Ahí está quizá la clave de su éxito. A diferencia del film escrito por Aaron Sorkin (el guionista de West Wing) y dirigido por David Fincher, El discurso del rey responde a las tradiciones más anquilosadas y conservadoras del cine que sigue gustando y ganando en Hollywood. Ambas películas están basadas en personajes y hechos reales; pero mientras que Red social no hace nada por identificar a los espectadores con su odioso protagonista (Mark Zuckerberg, el creador de Facebook), The King’s Speech, por el contrario, busca la empatía con ese rey en problemas.
Se trata, sin ir más lejos, de la vieja fábula de la superación personal a partir del esfuerzo y el sacrificio. Buen esposo y mejor padre de familia, el monarca tiene plena conciencia de su minusvalía (que la película adjudica a un trauma infantil causado por el autoritarismo de su padre) y no aspira a grandes ambiciones políticas. Pero cuando descubre que su reino lo necesita, sabe que no puede faltar a su deber, a diferencia del hedonista de su hermano, inclinado hacia las mujeres y el champán. Así, con la ayuda de un plebeyo –para colmo de una colonia lejana, Australia–, George luchará contra la adversidad y se pondrá al frente de una nación que no ha querido la guerra, pero que está dispuesta a darla en defensa de sus más acendrados valores.

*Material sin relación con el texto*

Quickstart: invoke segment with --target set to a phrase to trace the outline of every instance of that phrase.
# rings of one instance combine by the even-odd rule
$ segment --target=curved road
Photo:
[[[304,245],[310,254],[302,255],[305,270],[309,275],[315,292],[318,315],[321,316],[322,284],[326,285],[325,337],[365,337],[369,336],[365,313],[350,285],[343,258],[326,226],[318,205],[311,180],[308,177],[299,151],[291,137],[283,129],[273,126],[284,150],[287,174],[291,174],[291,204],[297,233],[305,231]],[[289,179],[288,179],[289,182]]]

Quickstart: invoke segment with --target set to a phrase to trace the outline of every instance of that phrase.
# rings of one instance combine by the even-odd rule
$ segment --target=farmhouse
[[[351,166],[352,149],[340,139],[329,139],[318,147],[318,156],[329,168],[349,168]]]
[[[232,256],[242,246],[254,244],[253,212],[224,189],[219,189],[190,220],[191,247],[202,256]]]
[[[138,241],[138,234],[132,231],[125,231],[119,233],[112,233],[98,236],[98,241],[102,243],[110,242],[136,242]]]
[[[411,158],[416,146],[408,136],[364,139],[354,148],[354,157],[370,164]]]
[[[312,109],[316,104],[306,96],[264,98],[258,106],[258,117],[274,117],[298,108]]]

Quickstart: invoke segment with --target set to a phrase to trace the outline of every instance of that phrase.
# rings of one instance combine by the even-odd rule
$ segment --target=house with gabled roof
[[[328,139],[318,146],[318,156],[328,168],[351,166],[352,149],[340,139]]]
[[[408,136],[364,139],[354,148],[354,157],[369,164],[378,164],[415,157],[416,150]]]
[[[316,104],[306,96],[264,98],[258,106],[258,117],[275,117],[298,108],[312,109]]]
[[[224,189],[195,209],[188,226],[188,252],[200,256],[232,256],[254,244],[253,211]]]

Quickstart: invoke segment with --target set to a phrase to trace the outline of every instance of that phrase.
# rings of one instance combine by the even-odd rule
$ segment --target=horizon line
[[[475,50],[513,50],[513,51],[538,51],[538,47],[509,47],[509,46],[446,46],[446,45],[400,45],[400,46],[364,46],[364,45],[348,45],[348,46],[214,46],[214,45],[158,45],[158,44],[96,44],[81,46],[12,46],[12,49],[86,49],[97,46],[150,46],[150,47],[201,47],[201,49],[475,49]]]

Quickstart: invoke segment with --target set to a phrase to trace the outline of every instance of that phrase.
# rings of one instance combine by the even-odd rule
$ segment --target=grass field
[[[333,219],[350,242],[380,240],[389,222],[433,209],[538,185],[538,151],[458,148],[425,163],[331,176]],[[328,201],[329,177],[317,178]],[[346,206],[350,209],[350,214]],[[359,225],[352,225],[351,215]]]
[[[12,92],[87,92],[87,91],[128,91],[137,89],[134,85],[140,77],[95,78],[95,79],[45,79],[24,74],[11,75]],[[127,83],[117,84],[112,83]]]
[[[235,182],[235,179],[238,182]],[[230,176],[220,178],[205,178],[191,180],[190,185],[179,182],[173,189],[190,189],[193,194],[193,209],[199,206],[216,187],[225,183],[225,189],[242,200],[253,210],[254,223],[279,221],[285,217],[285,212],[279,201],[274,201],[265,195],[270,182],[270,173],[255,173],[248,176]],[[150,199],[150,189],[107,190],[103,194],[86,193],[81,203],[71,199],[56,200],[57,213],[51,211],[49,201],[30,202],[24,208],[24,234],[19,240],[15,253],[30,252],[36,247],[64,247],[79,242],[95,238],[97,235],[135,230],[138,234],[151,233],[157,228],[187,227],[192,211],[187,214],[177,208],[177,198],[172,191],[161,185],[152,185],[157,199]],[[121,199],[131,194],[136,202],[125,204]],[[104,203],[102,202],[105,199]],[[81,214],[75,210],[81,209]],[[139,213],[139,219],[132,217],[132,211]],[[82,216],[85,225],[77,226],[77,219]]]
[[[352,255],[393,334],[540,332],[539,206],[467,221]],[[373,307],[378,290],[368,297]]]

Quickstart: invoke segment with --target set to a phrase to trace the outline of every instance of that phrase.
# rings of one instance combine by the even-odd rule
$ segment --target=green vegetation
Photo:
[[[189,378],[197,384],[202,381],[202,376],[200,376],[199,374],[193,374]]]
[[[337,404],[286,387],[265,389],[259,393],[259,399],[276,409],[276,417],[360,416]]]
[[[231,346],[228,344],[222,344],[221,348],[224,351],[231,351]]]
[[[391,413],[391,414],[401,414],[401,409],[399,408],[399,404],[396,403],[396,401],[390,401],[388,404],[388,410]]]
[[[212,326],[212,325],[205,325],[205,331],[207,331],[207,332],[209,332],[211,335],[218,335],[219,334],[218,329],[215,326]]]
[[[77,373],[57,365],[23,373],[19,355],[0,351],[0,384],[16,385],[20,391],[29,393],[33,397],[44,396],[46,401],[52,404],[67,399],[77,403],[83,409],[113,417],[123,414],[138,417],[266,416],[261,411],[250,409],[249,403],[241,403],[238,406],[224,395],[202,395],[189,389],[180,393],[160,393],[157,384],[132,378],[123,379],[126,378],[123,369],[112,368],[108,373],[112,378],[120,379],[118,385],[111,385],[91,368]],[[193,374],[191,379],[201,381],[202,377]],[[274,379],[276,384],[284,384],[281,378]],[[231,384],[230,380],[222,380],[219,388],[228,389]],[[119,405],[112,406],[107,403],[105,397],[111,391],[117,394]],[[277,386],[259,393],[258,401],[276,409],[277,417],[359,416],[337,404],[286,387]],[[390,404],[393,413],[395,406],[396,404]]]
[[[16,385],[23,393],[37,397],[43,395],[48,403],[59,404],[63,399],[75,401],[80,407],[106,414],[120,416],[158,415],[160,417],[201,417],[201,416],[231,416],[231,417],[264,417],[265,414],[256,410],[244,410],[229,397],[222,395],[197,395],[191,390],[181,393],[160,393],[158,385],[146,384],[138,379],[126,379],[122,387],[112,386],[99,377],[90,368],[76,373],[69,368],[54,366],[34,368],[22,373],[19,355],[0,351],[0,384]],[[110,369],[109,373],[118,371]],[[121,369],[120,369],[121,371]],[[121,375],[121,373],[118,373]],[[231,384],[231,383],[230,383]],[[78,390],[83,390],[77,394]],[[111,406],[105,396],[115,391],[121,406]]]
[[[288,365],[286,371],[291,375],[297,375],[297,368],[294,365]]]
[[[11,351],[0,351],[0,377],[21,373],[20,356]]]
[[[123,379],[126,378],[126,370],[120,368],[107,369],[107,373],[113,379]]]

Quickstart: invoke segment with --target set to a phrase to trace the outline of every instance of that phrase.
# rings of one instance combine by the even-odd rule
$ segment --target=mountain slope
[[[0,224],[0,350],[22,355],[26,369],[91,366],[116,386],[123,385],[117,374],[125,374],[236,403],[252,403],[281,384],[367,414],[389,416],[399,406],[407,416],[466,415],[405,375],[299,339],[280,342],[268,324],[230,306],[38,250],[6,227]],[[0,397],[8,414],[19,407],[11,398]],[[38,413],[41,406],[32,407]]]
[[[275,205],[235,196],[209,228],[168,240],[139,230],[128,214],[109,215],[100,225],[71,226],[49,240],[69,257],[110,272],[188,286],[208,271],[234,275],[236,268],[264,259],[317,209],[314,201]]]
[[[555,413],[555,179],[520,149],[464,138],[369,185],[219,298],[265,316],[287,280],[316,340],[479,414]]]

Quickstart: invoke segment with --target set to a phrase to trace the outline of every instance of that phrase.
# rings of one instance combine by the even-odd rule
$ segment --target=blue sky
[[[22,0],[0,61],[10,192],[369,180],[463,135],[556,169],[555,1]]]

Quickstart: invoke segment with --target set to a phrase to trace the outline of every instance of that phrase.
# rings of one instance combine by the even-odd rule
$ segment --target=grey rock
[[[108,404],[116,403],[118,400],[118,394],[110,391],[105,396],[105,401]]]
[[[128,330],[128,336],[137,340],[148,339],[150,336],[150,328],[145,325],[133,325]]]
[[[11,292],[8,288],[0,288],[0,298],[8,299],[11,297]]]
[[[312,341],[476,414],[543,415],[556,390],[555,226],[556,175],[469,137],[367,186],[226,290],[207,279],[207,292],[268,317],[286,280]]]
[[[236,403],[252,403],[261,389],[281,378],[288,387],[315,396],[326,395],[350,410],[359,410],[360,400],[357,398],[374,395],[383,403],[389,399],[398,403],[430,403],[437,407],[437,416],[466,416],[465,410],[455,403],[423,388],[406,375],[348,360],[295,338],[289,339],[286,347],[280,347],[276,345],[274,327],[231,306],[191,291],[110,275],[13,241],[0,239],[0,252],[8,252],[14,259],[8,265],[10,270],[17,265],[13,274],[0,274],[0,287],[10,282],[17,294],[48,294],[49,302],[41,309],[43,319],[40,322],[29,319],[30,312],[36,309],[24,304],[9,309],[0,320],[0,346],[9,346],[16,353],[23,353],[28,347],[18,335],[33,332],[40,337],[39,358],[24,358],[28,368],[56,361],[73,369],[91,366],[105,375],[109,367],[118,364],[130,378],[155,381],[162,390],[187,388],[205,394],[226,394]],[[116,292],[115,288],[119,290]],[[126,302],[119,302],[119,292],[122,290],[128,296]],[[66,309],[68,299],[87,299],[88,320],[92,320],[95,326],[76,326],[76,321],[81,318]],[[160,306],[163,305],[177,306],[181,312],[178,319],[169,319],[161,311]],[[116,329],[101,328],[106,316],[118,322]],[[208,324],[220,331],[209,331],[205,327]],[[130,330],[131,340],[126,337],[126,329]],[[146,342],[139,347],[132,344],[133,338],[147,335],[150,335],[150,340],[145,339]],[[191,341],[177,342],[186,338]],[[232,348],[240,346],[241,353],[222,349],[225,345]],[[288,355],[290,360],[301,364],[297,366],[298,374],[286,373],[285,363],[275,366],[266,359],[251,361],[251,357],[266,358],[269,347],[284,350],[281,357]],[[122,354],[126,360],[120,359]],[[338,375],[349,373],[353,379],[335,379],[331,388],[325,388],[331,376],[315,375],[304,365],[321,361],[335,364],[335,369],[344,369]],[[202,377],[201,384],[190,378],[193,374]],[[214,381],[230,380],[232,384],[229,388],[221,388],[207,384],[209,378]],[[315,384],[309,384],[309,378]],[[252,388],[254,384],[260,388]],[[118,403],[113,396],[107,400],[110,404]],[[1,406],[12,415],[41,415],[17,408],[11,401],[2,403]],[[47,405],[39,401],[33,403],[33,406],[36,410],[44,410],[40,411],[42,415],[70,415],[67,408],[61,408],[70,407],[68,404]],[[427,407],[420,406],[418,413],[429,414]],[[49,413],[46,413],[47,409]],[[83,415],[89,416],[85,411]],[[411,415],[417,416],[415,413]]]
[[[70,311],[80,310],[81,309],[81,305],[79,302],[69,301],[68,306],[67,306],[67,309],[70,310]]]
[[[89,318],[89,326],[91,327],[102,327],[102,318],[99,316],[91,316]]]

Ganadora del premio del público en el Festival de Toronto allá por septiembre, cuando tuvo su estreno mundial, El discurso del rey es, además, esa clase de películas que siguen pulsando la vieja y siempre rendidora cuerda de Cenicienta: el plebeyo de extramuros que compone Geoffrey Rush finalmente termina integrando el círculo más íntimo de la familia real, provocando en la audiencia la inveterada ilusión de que la tan ansiada igualdad es posible a pesar de las diferencias de origen y de clase. Nada muy distinto, por caso, a lo que propone la lectura de la revista Hola.
El arquetipo que explota El discurso del rey expresa exactamente lo contrario de lo que sucede con el protagonista de Red social: un plebeyo –joven, nerd, judío– que no sólo no tiene la menor intención de integrarse con la aristocrática elite de Harvard, sino que directamente la provoca, la desafía y hasta la derrota. El film de Fincher podrá presentar a Zuckerberg casi como a un autista, pero no por ello impulsa a sus espectadores a sentir simpatía por él. En el nuevo mundo de las redes sociales electrónicas, el valor que pueda tener el creador de Facebook como persona se limita a su capacidad de éxito. Es un signo de los tiempos, un espejo en todo caso en el cual esa sociedad de poetas muertos que cada vez más parece la Academia de Hollywood no ha sentido la necesidad de verse reflejada.